BAGHDAD (November 5, 2008) -- Freedom, opportunity, equality and service is how U.S. Ambassador to Iraq Ryan Crocker described the U.S. to a mass of the countries newest citizens during a naturalization ceremony at the Al Faw Palace in Baghdad, Nov. 4.
Two Marines with Company A, Task Force 1st Battalion, 2nd Marine Regiment, Regimental Combat Team 1, were among 184 service members who were sworn in during the ceremony.
“It was a satisfying day,” explained Lance Cpl. Moises Monterofrias, a 21-year-old rifleman and new U.S. citizen from the Dominican Republic. “It feels good to call myself an American.”
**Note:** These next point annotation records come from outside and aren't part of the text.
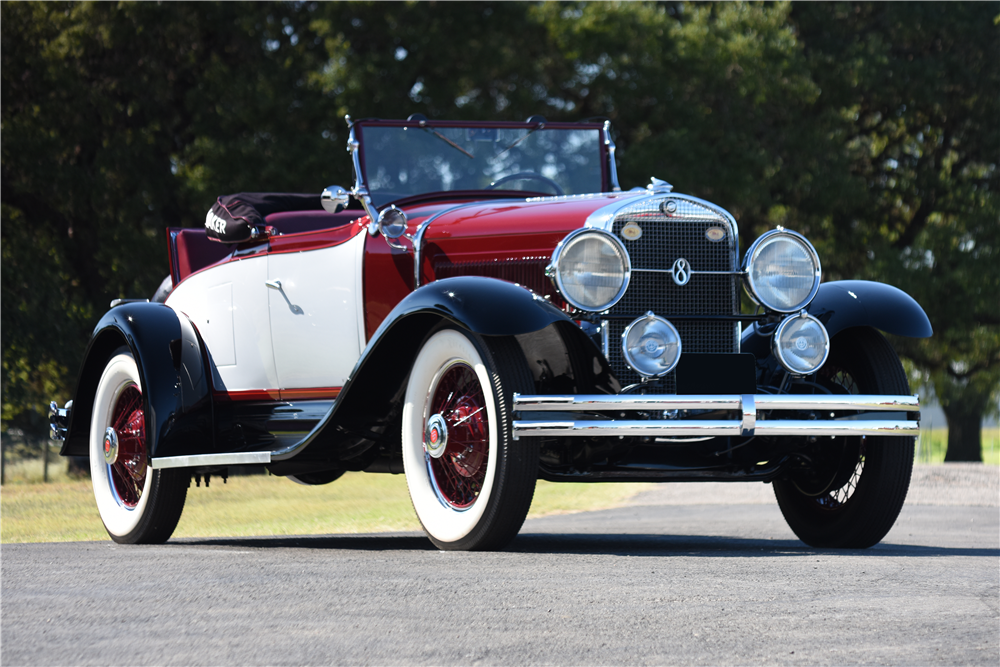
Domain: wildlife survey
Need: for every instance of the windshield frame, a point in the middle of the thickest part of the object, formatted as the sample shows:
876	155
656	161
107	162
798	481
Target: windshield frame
356	145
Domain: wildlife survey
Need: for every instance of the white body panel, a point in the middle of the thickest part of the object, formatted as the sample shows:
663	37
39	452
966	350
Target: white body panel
317	319
228	305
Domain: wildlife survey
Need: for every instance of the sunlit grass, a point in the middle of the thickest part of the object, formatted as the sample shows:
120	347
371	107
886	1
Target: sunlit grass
264	505
64	509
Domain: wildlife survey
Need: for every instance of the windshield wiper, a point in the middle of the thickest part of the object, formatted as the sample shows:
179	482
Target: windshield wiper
449	142
540	126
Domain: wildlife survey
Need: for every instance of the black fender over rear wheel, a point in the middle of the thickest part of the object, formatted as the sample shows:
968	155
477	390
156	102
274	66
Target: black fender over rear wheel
853	492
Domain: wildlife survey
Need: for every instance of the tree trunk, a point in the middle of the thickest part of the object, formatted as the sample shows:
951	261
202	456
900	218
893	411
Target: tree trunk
964	436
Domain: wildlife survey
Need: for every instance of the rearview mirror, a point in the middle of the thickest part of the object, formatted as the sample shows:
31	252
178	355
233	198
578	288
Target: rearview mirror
335	198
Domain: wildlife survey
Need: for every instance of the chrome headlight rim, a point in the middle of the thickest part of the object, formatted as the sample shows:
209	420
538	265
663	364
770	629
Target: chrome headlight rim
628	357
553	272
755	249
778	352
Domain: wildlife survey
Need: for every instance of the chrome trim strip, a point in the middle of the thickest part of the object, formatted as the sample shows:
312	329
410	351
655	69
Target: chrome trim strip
612	164
360	189
749	416
692	272
237	458
418	237
604	217
683	427
597	402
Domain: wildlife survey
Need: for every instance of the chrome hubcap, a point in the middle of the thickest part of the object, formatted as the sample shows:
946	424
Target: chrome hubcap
436	436
110	446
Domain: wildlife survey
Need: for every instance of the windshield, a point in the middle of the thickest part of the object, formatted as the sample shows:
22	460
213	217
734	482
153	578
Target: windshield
405	161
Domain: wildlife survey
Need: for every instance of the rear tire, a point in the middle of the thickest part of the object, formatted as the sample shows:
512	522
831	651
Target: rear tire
852	494
138	505
470	482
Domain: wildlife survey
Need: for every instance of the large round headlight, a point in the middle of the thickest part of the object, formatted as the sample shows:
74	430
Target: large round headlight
782	271
591	269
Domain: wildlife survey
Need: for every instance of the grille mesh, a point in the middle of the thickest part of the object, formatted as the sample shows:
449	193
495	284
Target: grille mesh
683	233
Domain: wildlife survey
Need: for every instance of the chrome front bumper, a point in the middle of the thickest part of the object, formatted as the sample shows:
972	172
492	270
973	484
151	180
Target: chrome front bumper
749	406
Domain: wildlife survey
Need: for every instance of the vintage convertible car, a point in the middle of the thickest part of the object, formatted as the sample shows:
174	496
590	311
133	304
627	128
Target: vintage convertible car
486	308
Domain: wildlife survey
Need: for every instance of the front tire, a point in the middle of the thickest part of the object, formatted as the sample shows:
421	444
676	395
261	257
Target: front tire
470	482
852	494
138	505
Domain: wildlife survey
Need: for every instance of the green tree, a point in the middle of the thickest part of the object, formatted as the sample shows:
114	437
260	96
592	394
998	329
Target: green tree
119	120
917	87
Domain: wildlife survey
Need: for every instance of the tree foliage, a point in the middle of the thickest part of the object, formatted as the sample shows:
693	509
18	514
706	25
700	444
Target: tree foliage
871	128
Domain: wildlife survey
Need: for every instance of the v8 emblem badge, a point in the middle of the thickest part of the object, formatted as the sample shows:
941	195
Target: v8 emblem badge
682	272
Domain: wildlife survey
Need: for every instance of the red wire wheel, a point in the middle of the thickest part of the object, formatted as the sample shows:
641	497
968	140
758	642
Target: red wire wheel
128	472
459	472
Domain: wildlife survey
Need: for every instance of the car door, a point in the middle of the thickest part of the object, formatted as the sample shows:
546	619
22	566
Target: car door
316	308
228	305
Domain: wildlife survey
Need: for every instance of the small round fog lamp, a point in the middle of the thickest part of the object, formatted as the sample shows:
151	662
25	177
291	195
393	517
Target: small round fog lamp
651	346
801	343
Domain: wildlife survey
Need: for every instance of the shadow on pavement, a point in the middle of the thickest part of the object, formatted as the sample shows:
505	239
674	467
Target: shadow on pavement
591	544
With most of his family already living in the United States, Monterofrias left the Dominican Republic for New York when he was 13-years-old. He later relocated to Bellingham, Mass., where he enlisted in the United States Marine Corps.
Cpl. Dwight Newby, a 30-year-old team leader from Jamaica also received his U.S. citizenship during the ceremony. Newby left Jamaica in 2005 for New York to build a foundation for his wife and 7-year-old daughter.
“I wanted her to have a good life and it was time for a change from Jamaica,” explained Newby, now the only U.S. citizen in his family.
Both Marines are serving their second combat tour in Iraq and said their citizenship legitimizes everything they have been fighting in Iraq.
Crocker noted the service members’ extraordinary sacrifice for their adopted country and commended their decision to serve in the U.S. military even before becoming citizens.
As veteran Marines of the War on Terror, both Monterofrias and Newby have fought for the freedoms, liberties and hopes of every American and will continue to do so during their present deployment in support of Operation Iraqi Freedom.